I am fine tuning Mistral7b model. I am getting long automated text generation using the fine tuned model. I have kept the eos_token=True. Can someone please tell me how to add a word limit to the responses?
I tried adding the max_length and truncation. It is still producing long text on it's own. I am expecting to get one response for one user query. However the model produces it's own follow-up user question and answers it on it's own. How do I keep the response short?

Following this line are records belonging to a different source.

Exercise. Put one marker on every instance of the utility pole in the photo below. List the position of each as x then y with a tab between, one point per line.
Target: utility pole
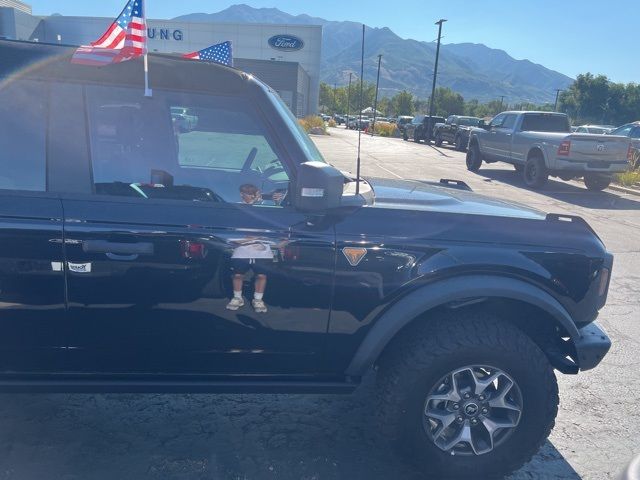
346	123
375	102
435	74
555	106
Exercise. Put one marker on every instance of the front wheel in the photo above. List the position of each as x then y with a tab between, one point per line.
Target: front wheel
469	396
474	160
597	182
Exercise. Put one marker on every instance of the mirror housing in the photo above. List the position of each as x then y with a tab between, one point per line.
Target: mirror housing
318	187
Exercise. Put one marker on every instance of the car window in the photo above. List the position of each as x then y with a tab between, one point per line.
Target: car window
509	121
181	146
498	120
23	136
544	122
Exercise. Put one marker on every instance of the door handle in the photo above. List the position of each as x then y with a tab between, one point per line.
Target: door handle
117	248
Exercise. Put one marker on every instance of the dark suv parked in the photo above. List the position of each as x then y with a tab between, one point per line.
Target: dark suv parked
131	247
421	128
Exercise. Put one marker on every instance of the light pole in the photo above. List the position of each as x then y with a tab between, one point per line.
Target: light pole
435	74
348	101
375	102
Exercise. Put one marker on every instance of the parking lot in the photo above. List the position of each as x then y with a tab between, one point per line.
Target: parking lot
74	436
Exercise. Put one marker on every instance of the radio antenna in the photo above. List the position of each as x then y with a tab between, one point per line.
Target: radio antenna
360	117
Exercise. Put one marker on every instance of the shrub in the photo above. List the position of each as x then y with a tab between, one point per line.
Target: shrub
312	122
386	129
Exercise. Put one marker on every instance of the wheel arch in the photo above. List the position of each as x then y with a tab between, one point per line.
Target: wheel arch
504	294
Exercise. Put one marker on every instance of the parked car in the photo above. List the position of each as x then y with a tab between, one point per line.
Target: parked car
402	121
129	250
599	129
632	131
421	128
455	131
540	144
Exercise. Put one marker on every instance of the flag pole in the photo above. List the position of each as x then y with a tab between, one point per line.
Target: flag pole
147	91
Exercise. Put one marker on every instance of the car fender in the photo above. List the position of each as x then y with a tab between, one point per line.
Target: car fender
427	297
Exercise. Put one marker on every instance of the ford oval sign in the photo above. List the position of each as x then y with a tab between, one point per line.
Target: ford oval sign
288	43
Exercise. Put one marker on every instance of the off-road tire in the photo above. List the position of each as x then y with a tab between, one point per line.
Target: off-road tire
597	183
474	159
422	355
457	144
535	173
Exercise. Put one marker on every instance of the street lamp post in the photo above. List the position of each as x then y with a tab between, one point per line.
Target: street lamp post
435	74
375	102
348	100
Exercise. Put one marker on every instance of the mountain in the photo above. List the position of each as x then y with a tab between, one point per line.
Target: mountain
474	70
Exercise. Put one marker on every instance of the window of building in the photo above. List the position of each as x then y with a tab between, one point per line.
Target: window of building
23	135
182	146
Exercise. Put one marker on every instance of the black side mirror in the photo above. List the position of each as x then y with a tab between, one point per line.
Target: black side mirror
318	187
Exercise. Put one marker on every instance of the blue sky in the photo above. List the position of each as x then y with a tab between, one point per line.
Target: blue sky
570	36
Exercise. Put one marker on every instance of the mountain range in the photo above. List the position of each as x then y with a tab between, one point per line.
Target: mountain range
471	69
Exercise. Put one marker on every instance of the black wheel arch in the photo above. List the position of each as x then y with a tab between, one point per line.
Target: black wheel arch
551	323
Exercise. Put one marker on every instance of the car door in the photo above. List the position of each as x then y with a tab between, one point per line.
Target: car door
173	212
32	307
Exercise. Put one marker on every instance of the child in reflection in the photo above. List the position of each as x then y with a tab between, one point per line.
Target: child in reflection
252	253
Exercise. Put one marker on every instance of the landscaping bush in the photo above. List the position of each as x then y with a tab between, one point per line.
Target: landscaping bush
313	122
386	129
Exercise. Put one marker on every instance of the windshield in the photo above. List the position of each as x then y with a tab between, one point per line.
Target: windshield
543	122
300	135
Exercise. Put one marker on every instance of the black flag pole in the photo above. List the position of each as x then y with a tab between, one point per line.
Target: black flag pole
360	117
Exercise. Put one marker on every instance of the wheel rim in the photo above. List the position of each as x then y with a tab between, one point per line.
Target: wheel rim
472	410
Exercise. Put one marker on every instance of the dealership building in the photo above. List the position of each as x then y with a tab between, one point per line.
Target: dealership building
286	57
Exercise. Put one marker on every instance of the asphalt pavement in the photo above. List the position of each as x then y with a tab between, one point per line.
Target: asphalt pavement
319	437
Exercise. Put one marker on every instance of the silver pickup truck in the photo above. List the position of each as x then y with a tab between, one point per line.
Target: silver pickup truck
540	144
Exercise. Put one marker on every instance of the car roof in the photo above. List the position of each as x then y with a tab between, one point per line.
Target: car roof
53	62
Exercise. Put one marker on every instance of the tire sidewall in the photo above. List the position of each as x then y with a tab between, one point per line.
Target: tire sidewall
529	430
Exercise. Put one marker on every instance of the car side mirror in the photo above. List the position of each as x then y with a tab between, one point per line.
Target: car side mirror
318	187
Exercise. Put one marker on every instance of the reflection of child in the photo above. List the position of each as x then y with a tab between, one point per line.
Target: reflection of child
251	254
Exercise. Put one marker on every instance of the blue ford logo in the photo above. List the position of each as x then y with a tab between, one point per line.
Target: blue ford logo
288	43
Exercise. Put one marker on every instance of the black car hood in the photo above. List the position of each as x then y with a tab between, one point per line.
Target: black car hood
417	195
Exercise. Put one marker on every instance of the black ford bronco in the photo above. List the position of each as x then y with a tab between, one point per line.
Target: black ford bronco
142	252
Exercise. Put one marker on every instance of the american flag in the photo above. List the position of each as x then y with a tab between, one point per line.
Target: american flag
219	53
124	39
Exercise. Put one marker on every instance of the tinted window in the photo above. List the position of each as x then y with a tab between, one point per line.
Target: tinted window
498	120
23	135
542	122
180	146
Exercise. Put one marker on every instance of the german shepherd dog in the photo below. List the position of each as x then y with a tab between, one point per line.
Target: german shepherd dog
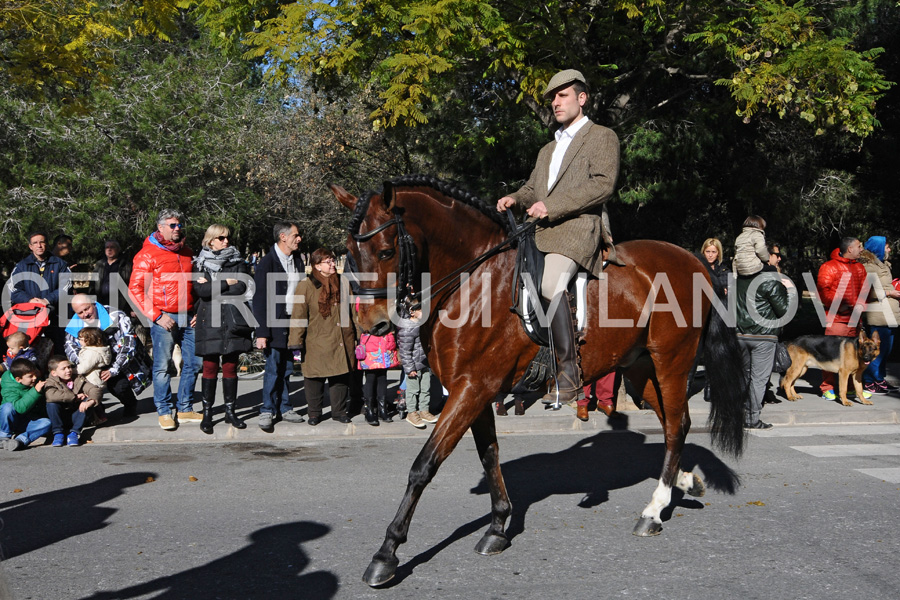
845	356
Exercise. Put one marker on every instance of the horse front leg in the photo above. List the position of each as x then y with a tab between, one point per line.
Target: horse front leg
446	435
676	424
495	539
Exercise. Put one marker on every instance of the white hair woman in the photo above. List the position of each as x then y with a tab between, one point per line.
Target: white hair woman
223	315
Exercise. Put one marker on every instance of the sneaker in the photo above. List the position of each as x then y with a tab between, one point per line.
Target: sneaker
874	388
883	387
427	416
266	421
889	387
292	417
167	422
415	420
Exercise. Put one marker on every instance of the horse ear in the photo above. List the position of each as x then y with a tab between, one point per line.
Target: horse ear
387	195
343	196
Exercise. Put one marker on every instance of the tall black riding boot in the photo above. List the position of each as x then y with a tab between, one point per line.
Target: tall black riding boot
371	412
208	387
383	413
229	391
568	377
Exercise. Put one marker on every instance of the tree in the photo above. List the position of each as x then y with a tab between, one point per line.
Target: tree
770	54
60	48
180	125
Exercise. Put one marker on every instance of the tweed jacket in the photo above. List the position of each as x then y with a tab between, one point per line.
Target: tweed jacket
576	203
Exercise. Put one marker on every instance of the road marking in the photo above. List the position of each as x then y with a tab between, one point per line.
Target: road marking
843	450
811	430
889	475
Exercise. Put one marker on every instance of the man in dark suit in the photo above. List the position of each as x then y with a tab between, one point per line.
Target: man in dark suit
276	278
573	178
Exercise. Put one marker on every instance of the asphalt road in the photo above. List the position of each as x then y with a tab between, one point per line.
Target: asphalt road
807	513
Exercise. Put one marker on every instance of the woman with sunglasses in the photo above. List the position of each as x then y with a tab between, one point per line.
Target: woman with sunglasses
222	331
322	329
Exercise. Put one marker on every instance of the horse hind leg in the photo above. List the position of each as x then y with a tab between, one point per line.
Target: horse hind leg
676	423
495	539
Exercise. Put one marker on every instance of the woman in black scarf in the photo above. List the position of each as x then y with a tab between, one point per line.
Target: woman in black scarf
221	283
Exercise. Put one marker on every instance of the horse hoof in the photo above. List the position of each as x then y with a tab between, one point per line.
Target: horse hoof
698	489
491	544
647	527
380	572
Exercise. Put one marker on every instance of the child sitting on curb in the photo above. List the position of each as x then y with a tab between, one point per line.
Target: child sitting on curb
68	400
21	412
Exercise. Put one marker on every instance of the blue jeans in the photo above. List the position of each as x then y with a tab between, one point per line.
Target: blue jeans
276	380
25	428
62	415
876	369
163	344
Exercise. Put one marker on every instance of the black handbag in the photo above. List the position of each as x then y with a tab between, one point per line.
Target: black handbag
235	323
782	358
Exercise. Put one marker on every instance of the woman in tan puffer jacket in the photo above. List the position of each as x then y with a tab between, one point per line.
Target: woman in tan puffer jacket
883	312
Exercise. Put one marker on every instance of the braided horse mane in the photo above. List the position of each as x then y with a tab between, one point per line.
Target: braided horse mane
450	190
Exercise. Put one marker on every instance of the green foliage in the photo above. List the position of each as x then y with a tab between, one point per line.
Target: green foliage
184	127
60	48
788	64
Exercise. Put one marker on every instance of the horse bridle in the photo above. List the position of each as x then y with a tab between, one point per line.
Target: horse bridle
407	265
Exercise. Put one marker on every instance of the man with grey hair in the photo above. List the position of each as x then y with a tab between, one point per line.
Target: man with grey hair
162	290
108	272
567	192
276	278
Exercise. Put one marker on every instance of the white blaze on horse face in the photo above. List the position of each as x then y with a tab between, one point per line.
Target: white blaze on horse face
662	496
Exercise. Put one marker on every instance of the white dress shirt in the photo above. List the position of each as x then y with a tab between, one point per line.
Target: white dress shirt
563	139
287	261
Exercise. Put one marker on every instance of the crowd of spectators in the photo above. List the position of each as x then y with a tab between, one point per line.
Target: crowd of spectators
117	334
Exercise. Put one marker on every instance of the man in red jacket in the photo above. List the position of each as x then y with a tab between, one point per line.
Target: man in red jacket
162	290
840	282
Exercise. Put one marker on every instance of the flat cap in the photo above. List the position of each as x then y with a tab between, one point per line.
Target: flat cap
561	79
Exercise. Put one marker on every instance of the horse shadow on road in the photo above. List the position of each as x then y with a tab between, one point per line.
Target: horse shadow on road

Is it something related to loading tokenizers in a correct way?
base_model = "mistralai/Mistral-7B-v0.1"
bnb_config = BitsAndBytesConfig(
load_in_4bit= True,
bnb_4bit_quant_type= "nf4",
bnb_4bit_compute_dtype= torch.bfloat16,
bnb_4bit_use_double_quant= False,
)
model = AutoModelForCausalLM.from_pretrained(
base_model,
load_in_4bit=True,
quantization_config=bnb_config,
torch_dtype=torch.bfloat16,
device_map="auto",
trust_remote_code=True,
)
model.config.use_cache = False
model.config.pretraining_tp = 1
model.gradient_checkpointing_enable()
# Load tokenizer
tokenizer=AutoTokenizer.from_pretrained(base_model,trust_remote_code=True)
tokenizer.padding_side = 'right'
tokenizer.pad_token = tokenizer.unk_token
tokenizer.add_eos_token = True
tokenizer.max_length = 200
tokenizer.truncation = True